The following steps are required to create a user and a role for the WLM. In this case, we're creating a user to be used with the Flux WLM:
- Generate a new key/cert pair for a "flux" user
- Creating a new kubeconfig file
- Adding RBAC rules for the "flux" user to allow appropriate access to the DataWorkflowServices API.
Generate a Key and Certificate
Generate a key and certificate for our "flux" user, similar to the way we created one for the "hpe" user above. Substitute "flux" in place of "hpe".
Create a kubeconfig
After the keys have been generated, a new kubeconfig file can be created for the "flux" user, similar to the one for the "hpe" user above. Again, substitute "flux" in place of "hpe".

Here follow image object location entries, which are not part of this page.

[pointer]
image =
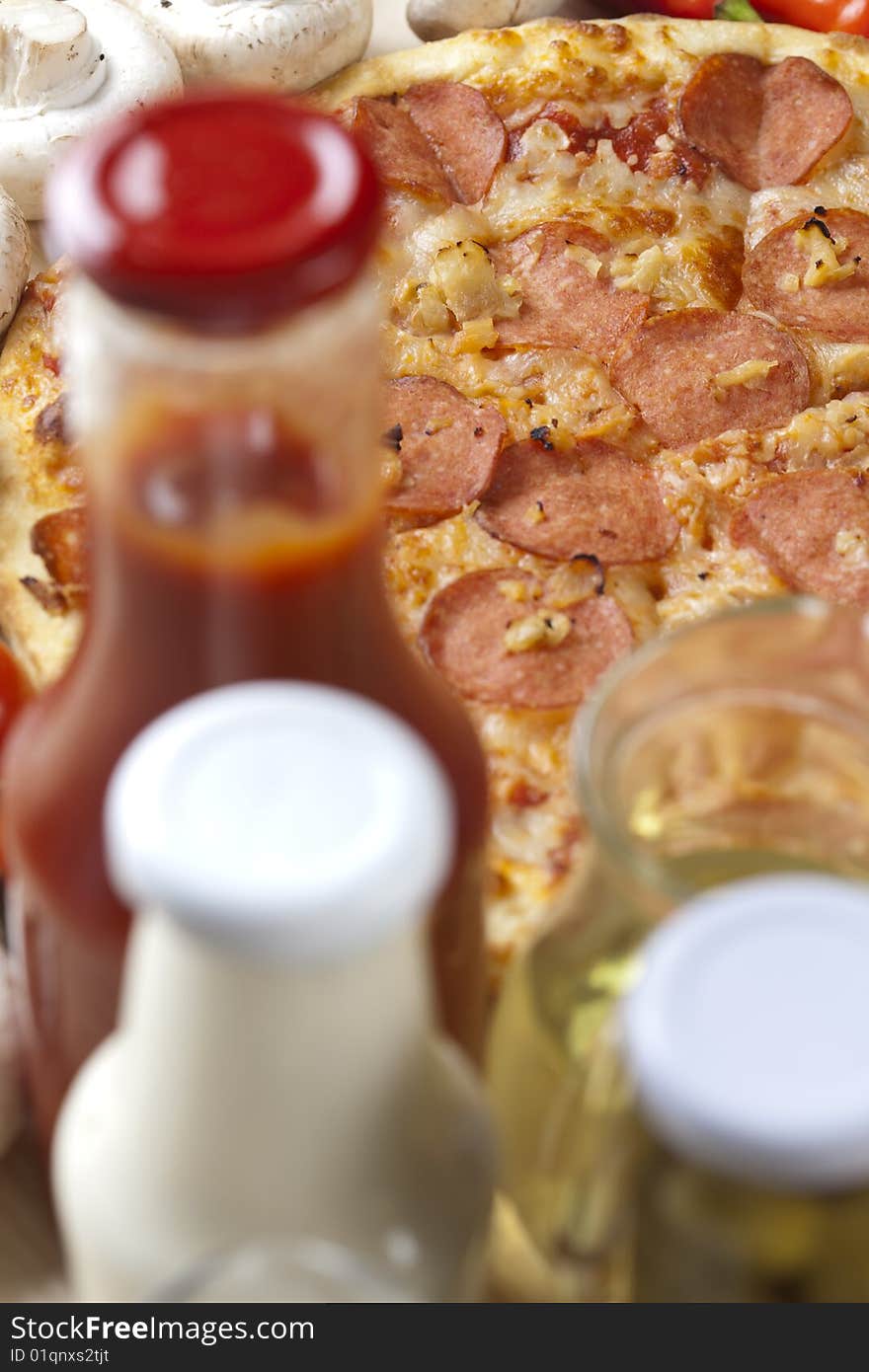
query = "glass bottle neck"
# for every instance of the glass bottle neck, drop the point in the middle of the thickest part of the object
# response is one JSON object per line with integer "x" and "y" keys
{"x": 270, "y": 438}
{"x": 221, "y": 1047}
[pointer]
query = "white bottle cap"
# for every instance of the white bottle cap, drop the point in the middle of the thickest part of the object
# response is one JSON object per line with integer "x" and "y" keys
{"x": 747, "y": 1033}
{"x": 283, "y": 818}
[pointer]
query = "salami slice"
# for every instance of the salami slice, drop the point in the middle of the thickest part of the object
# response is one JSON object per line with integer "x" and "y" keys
{"x": 495, "y": 640}
{"x": 464, "y": 130}
{"x": 765, "y": 125}
{"x": 695, "y": 373}
{"x": 401, "y": 152}
{"x": 837, "y": 305}
{"x": 445, "y": 443}
{"x": 566, "y": 296}
{"x": 587, "y": 502}
{"x": 813, "y": 530}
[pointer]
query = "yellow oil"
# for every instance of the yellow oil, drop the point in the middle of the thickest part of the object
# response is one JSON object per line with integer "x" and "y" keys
{"x": 710, "y": 1239}
{"x": 574, "y": 1156}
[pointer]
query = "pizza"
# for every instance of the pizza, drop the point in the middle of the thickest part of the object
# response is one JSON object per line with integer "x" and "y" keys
{"x": 626, "y": 351}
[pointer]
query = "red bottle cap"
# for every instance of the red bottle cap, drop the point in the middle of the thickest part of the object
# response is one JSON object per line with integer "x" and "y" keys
{"x": 221, "y": 210}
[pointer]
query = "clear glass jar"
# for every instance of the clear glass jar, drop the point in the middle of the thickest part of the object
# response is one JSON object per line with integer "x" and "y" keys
{"x": 736, "y": 746}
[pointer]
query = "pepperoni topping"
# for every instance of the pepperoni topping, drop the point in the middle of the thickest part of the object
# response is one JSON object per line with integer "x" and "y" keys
{"x": 60, "y": 541}
{"x": 776, "y": 271}
{"x": 566, "y": 299}
{"x": 588, "y": 502}
{"x": 496, "y": 640}
{"x": 464, "y": 130}
{"x": 442, "y": 141}
{"x": 403, "y": 155}
{"x": 446, "y": 446}
{"x": 695, "y": 373}
{"x": 813, "y": 530}
{"x": 765, "y": 125}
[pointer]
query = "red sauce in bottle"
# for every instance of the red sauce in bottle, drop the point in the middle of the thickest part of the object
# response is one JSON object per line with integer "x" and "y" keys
{"x": 224, "y": 548}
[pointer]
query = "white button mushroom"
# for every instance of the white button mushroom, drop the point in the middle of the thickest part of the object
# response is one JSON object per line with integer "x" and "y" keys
{"x": 14, "y": 259}
{"x": 274, "y": 44}
{"x": 11, "y": 1102}
{"x": 443, "y": 18}
{"x": 63, "y": 67}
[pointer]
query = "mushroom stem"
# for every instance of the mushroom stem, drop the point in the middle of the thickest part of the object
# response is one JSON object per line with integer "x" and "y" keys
{"x": 65, "y": 66}
{"x": 14, "y": 259}
{"x": 272, "y": 44}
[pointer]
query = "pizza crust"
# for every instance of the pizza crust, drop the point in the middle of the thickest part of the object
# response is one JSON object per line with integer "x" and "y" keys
{"x": 36, "y": 478}
{"x": 523, "y": 56}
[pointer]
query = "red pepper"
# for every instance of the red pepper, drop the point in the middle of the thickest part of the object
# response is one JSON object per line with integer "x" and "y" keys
{"x": 823, "y": 15}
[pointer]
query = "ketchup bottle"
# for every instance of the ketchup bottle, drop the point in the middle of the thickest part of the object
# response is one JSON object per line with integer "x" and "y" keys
{"x": 221, "y": 357}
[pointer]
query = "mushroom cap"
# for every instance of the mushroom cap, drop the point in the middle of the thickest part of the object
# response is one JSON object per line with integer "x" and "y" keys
{"x": 65, "y": 67}
{"x": 271, "y": 44}
{"x": 443, "y": 18}
{"x": 14, "y": 259}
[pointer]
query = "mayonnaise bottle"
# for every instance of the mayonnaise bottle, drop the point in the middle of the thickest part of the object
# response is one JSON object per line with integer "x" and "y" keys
{"x": 275, "y": 1070}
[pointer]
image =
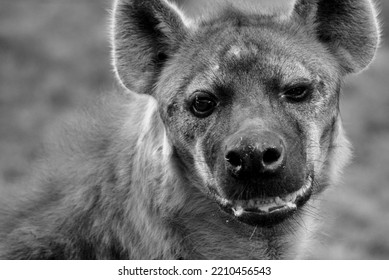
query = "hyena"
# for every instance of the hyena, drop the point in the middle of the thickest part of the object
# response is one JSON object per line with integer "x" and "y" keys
{"x": 226, "y": 131}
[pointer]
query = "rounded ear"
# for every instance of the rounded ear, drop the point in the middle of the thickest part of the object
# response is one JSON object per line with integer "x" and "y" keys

Apply the provided ClusterRole and create a ClusterRoleBinding
DataWorkflowServices has already defined the role to be used with WLMs. Simply apply the workload-manager ClusterRole from DataWorkflowServices to the system:
kubectl apply -f https://github.com/DataWorkflowServices/dws/raw/master/config/rbac/workload_manager_role.yaml
Create and apply a ClusterRoleBinding to associate the "flux" user with the workload-manager ClusterRole:
ClusterRoleBinding
apiVersion: rbac.authorization.k8s.io/v1
kind: ClusterRoleBinding
metadata:
name: flux
subjects:
- kind: User
name: flux
apiGroup: rbac.authorization.k8s.io
roleRef:
kind: ClusterRole
name: workload-manager
apiGroup: rbac.authorization.k8s.io
The WLM should then use the kubeconfig file associated with this "flux" user to access the DataWorkflowServices API and the Rabbit system.